City Hall is seriously considering turning Union Street into a shared street where automobiles, tour buses and bicycles will commingle with pedestrians? Has City Hall lost its marbles?

A tour bus weighs 10 tons; an SUV two tons; and even a compact car weighs a ton. Then there’s me, a pedestrian, weighing — more than I should — at 165 pounds, and City Hall thinks it’s perfectly OK for me to share the street with traffic? With merely a painted line to protect me? The only thing protecting pedestrians from motor vehicles is the curb, which keeps them off the sidewalk.

Even cyclists, typically blessed with more gall than brains — blowing through stop signs and weaving in and out of traffic — are beginning to figure out they need trails or other bicycle-lane separators, which the District is pioneering, to keep them safe from traffic. They are lately demanding more bicycle lanes because they have figured out they need to be separated from motor vehicles and that getting hit by a door beats getting run over. Imagine throwing bicycles in with pedestrians and motor vehicles in a narrow street with little maneuvering room.

The wealthy merchants who built Union Street with slave labor in the early days of the American republic built it for horse-drawn carriages, a dimension copied from Roman chariots and abided faithfully for two millennia in land transport. At least until some set of fools in Detroit decided to give automobiles and trucks wider 6-foot wheelbases.

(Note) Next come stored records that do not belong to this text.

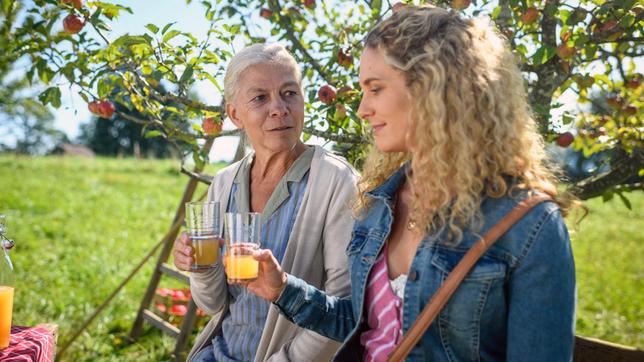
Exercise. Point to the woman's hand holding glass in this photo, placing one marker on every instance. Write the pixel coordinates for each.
(271, 278)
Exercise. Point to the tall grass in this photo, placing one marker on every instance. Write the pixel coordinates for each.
(81, 225)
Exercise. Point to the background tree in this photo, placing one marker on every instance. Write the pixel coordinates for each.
(581, 47)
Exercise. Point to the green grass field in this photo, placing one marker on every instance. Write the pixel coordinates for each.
(82, 225)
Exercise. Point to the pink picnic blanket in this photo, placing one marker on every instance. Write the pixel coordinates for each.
(29, 344)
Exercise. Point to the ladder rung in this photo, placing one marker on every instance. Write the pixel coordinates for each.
(161, 324)
(181, 276)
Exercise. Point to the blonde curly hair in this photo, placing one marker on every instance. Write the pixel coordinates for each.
(471, 126)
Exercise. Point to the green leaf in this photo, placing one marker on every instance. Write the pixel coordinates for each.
(187, 74)
(212, 80)
(607, 196)
(171, 34)
(154, 133)
(543, 54)
(51, 96)
(153, 28)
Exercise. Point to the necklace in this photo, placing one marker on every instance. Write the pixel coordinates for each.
(411, 223)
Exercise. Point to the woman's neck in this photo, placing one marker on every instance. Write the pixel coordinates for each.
(274, 165)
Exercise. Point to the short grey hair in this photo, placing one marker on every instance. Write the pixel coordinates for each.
(252, 55)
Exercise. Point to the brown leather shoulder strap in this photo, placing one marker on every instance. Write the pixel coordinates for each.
(454, 279)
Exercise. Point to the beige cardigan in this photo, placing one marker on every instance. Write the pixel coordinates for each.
(315, 252)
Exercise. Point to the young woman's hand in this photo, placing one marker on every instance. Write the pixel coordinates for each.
(271, 279)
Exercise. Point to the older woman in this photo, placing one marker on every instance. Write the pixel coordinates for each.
(303, 194)
(456, 150)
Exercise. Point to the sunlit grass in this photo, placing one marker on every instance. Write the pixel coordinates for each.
(81, 225)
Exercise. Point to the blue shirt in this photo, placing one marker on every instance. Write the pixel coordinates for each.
(243, 325)
(516, 304)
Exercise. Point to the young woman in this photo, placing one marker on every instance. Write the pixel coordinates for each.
(456, 148)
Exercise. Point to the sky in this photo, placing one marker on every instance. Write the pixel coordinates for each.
(189, 18)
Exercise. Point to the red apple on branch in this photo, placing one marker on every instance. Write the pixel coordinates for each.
(565, 51)
(565, 139)
(615, 101)
(634, 82)
(459, 4)
(630, 110)
(78, 4)
(210, 126)
(103, 109)
(344, 59)
(106, 109)
(340, 112)
(73, 24)
(93, 107)
(530, 15)
(398, 6)
(265, 13)
(326, 94)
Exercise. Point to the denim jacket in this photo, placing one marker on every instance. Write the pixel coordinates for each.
(516, 304)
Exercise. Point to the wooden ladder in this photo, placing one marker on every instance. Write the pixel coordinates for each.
(162, 267)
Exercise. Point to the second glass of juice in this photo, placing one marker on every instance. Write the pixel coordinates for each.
(204, 230)
(242, 239)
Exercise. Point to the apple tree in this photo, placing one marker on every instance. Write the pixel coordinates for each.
(580, 49)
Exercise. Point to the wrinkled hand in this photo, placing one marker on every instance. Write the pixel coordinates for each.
(271, 279)
(183, 254)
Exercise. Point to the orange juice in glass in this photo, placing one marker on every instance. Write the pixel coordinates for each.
(6, 306)
(204, 231)
(242, 240)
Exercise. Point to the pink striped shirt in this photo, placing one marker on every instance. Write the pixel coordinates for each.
(384, 314)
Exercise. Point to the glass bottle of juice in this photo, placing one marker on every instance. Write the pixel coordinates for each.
(6, 286)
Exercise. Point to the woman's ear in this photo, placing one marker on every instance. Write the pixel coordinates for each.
(232, 115)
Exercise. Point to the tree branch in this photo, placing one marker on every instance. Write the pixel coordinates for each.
(623, 167)
(290, 33)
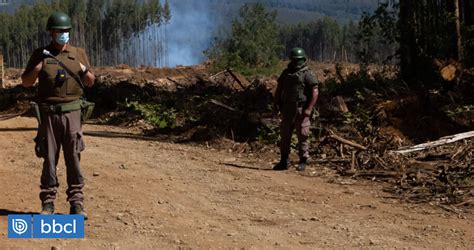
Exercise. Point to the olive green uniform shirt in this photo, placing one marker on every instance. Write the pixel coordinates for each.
(52, 87)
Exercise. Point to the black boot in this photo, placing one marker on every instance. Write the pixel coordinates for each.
(302, 164)
(47, 208)
(78, 208)
(284, 164)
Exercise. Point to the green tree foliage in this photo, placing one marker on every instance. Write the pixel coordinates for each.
(105, 28)
(377, 39)
(252, 44)
(428, 33)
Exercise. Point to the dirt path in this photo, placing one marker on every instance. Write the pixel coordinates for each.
(144, 194)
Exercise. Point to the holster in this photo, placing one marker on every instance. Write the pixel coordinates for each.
(86, 109)
(37, 112)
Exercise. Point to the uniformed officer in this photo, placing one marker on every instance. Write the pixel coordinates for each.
(59, 93)
(295, 97)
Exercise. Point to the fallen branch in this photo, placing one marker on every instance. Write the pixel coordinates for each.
(341, 104)
(236, 78)
(218, 103)
(440, 142)
(345, 141)
(175, 82)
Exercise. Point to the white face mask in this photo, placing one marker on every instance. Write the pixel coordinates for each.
(62, 38)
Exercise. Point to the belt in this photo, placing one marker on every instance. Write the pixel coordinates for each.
(61, 107)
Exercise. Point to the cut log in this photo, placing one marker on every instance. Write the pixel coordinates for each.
(175, 82)
(440, 142)
(218, 103)
(341, 104)
(449, 72)
(243, 83)
(345, 141)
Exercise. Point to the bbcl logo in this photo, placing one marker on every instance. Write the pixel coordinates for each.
(45, 226)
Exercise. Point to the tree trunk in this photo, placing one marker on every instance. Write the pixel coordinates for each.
(408, 46)
(458, 30)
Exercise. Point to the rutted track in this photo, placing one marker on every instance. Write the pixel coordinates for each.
(145, 193)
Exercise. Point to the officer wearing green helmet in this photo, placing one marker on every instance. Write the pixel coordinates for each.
(62, 71)
(295, 97)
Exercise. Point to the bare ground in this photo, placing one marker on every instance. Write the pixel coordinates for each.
(148, 194)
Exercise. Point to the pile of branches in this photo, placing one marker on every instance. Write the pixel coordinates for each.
(441, 172)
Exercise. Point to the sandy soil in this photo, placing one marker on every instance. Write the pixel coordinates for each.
(143, 193)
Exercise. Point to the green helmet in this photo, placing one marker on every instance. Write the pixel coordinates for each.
(297, 53)
(59, 20)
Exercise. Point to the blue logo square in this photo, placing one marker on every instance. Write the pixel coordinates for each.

In keeping with City Hall’s modus operandi of trying to stuff 10 pounds of stuff into a 5-pound sack, where are these automobiles going to fit on a street designed for carriages’ narrower axles? Where two carriages could pass, two automobiles or buses with wider wheelbases cannot. The two motor vehicles are not going to sideswipe each other. Instead, without a curb to keep them in the roadbed, they will crowd out and squish the pedestrians.

Why not just paint bull’s-eyes on every pedestrian on this shared street and have Mayor Bill Euille personally autograph it?